研究課題/領域番号 |
21K18618
|
研究機関 | 京都工芸繊維大学 |
研究代表者 |
比村 治彦 京都工芸繊維大学, 電気電子工学系, 教授 (30311632)
|
研究分担者 |
三瓶 明希夫 京都工芸繊維大学, 電気電子工学系, 准教授 (90379066)
神吉 隆司 海上保安大学校(国際海洋政策研究センター), 国際海洋政策研究センター, 教授 (40524468)
|
研究期間 (年度) |
2021-07-09 – 2023-03-31
|
キーワード | プラズマナノプロセス / 反応性イオン / リモートプラズマ |
研究実績の概要 |
既存の反応性プラズマを用いたプラズマCVD/ALDでは、プラズマ中に含まれる反応性ラジカル、イオン、電子、中性粒子の全粒子種がターゲットと化学的に、一部は物理的にも反応する。また、プラズマ生成室内にはプラズマ生成に必要なエネルギーが投入され続けている。このため、プラズマは原理的に熱平衡状態に緩和しない。したがって、プラズマのエネルギーと数密度には、時間的かつ空間的揺らぎ(揺動)が必ず存在する。揺動が存在しても、その揺動の特性長が、ターゲットの大きさよりも十分に短い場合、既存のプラズマCVD/ALDはプロセスで許容されるものの、原子層スケールの微細加工ではそのプラズマ揺動が相対的に顕在化する。

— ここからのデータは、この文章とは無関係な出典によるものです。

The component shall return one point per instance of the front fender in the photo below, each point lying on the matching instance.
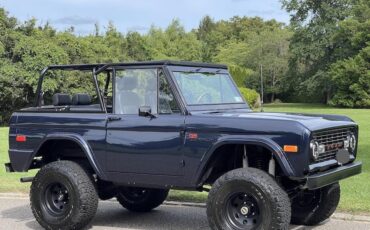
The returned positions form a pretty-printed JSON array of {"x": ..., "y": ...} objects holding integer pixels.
[{"x": 279, "y": 154}]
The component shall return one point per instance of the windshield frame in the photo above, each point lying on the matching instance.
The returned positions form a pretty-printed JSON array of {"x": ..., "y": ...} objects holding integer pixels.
[{"x": 197, "y": 107}]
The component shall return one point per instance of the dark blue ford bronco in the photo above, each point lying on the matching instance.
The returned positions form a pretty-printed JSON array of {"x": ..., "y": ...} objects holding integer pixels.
[{"x": 136, "y": 130}]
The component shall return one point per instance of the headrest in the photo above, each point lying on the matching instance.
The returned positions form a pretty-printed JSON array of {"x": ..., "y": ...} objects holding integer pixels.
[
  {"x": 81, "y": 99},
  {"x": 151, "y": 85},
  {"x": 61, "y": 99},
  {"x": 127, "y": 83}
]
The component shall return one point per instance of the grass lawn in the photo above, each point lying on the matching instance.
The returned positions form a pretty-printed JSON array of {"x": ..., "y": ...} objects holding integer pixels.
[{"x": 355, "y": 191}]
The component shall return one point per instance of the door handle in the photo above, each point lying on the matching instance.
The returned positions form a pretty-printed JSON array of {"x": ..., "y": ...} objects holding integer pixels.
[{"x": 114, "y": 118}]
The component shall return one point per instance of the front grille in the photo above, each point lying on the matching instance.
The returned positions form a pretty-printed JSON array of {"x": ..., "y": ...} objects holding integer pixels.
[{"x": 333, "y": 140}]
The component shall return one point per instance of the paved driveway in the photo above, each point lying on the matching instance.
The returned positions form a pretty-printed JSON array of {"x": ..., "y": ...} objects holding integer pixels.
[{"x": 15, "y": 214}]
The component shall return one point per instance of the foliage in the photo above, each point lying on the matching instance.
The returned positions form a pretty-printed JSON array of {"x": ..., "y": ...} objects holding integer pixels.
[
  {"x": 251, "y": 96},
  {"x": 321, "y": 56},
  {"x": 325, "y": 34}
]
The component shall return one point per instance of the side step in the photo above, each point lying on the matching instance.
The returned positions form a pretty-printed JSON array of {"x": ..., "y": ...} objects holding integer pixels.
[{"x": 26, "y": 179}]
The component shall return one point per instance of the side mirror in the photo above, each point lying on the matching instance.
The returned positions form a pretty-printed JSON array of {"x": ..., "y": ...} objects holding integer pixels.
[{"x": 145, "y": 111}]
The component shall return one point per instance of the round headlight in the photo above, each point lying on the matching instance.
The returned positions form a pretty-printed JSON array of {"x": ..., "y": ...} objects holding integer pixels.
[
  {"x": 352, "y": 142},
  {"x": 314, "y": 145}
]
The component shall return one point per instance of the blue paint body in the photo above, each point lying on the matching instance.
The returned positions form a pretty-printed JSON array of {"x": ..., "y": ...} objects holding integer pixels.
[{"x": 158, "y": 152}]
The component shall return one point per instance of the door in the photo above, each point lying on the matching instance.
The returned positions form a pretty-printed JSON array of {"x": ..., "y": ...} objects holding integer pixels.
[{"x": 144, "y": 145}]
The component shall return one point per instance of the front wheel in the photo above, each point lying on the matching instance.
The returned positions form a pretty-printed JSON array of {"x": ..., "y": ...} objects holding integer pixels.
[
  {"x": 247, "y": 199},
  {"x": 141, "y": 199},
  {"x": 63, "y": 196},
  {"x": 313, "y": 207}
]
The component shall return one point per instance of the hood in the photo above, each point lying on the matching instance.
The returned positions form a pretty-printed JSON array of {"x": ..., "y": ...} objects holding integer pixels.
[{"x": 312, "y": 122}]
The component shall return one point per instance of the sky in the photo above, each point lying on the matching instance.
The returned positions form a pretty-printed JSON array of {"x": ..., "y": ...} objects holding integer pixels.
[{"x": 137, "y": 15}]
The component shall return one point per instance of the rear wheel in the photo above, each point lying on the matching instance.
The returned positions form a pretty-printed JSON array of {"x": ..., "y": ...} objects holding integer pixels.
[
  {"x": 63, "y": 196},
  {"x": 141, "y": 199},
  {"x": 313, "y": 207},
  {"x": 247, "y": 198}
]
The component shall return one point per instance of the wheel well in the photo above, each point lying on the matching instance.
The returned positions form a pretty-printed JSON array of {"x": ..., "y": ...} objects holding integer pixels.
[
  {"x": 230, "y": 156},
  {"x": 62, "y": 149}
]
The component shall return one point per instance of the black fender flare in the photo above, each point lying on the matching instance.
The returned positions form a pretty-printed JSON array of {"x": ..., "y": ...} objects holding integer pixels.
[
  {"x": 81, "y": 142},
  {"x": 277, "y": 151}
]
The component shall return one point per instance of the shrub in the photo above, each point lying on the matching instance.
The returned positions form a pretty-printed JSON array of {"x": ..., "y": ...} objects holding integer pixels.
[{"x": 251, "y": 96}]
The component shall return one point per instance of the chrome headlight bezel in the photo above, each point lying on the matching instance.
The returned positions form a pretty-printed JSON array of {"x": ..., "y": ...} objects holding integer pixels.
[
  {"x": 314, "y": 147},
  {"x": 352, "y": 142}
]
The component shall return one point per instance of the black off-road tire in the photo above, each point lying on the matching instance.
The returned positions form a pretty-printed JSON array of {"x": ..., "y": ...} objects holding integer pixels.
[
  {"x": 141, "y": 199},
  {"x": 255, "y": 186},
  {"x": 318, "y": 209},
  {"x": 63, "y": 196}
]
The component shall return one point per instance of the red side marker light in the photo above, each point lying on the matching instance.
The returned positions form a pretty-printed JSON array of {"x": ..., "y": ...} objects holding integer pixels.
[
  {"x": 20, "y": 138},
  {"x": 193, "y": 136}
]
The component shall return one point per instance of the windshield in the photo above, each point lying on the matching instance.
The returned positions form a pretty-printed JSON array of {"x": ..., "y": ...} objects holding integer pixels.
[{"x": 207, "y": 88}]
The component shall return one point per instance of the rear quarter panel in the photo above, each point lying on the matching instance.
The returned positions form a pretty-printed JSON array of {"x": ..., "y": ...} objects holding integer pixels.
[{"x": 37, "y": 126}]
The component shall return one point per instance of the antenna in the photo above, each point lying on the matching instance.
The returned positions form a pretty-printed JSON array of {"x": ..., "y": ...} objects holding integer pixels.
[{"x": 261, "y": 88}]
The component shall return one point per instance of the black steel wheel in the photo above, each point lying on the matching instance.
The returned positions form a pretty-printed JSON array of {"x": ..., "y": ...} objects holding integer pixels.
[
  {"x": 242, "y": 211},
  {"x": 247, "y": 198},
  {"x": 63, "y": 196},
  {"x": 315, "y": 206},
  {"x": 56, "y": 201},
  {"x": 141, "y": 199}
]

加えて、反応性イオンやラジカルの挙動を正確に制御できていないため、現思想スケールでの均一化すら困難である。 この限界を打ち破るためには、揺動がなく、均一な数密度をもつプラズマを反応性イオンだけで作り出せればよい。このために本研究では高周波でパルス的にパルス的に作り出し、エネルギーの供給を一時的に止める。また、生成されたプラズマから反応性負イオンを作り出し、これらが熱緩和する前に、熱エネルギーの1000倍の加速エネルギーで一様に引き出す。実験では13.56MHzを用いて水素と酸素の負イオン生成を実施した。間欠的なプラズマ生成と、負イオンの生成と引き出しには成功している。水素負イオンの場合、電流量で2uAが得られる。これに電子が全く含まれていない。ところが、この電流量はプラズマソースでのプラズマ密度から期待されるシミュレーション値より少なくとも1桁少なくなっている。データを見る限り、これは13.56MHzでのプラズマの電子温度が磁気フィルター下流領域で解離性電子付着を促進する約1eVにまで十分に下がりきらないことに起因している可能性がある。
|
現在までの達成度 (区分) |
現在までの達成度 (区分)
2: おおむね順調に進展している
理由
実験装置は常に改良されており、本研究の目的に対する実験を実施できている。磁気フィルターでRFプラズマを閉じ込めながらでは、準励起状態の分子が拡散流出してくる領域に出てくる電子のエネルギーが高温になっていることを明らかにできている。これはDCプラズマ源では見られていない現象で、両者の違いは電場の存在領域の違いにある。この仮説を検証するため、電場の存在領域を変更する方法を着想しており、その実験との比較によって磁気フィルター下流領域の電子温度の低下に対する機構解明に繋げる方針を立てることができている。
|
今後の研究の推進方策 |
現在までの進捗状況にも書いた通り、この研究のポイントは無電極でナノプロセスに必要とされる反応性負イオンを均一なエネルギーで取り出すことにある。このために必要とされるのは電子温度の低下である。電場とは外部アンテナから供給される外部電場であり、これの侵入距離を短くする実験装置へと改造した。現在すでに電子温度が比較的下がっているデータを得ており、これを使って反応性負イオン電流量の大量取り出しに取り掛かっている。
|
次年度使用額が生じた理由 |
13.56MHzを用いた負イオン生成実験での電流取り出し量は2uAであり、この値は予測値の1/10であった。この原因に電子温度の値が期待していた値が約1-2eVであることに対して実測値は4-6eVと大幅に高い値になっていることにあると考えた。そこで、この13.56MHzを用いるソースから860MHzマイクロ波を用いるソースへと設計変更に入った。これにより電場侵入長が数cmに留まり、電子温度の低下が期待される。この設計変更は終了しており、図面も完成している。この製作費に次年度使用額を充当する。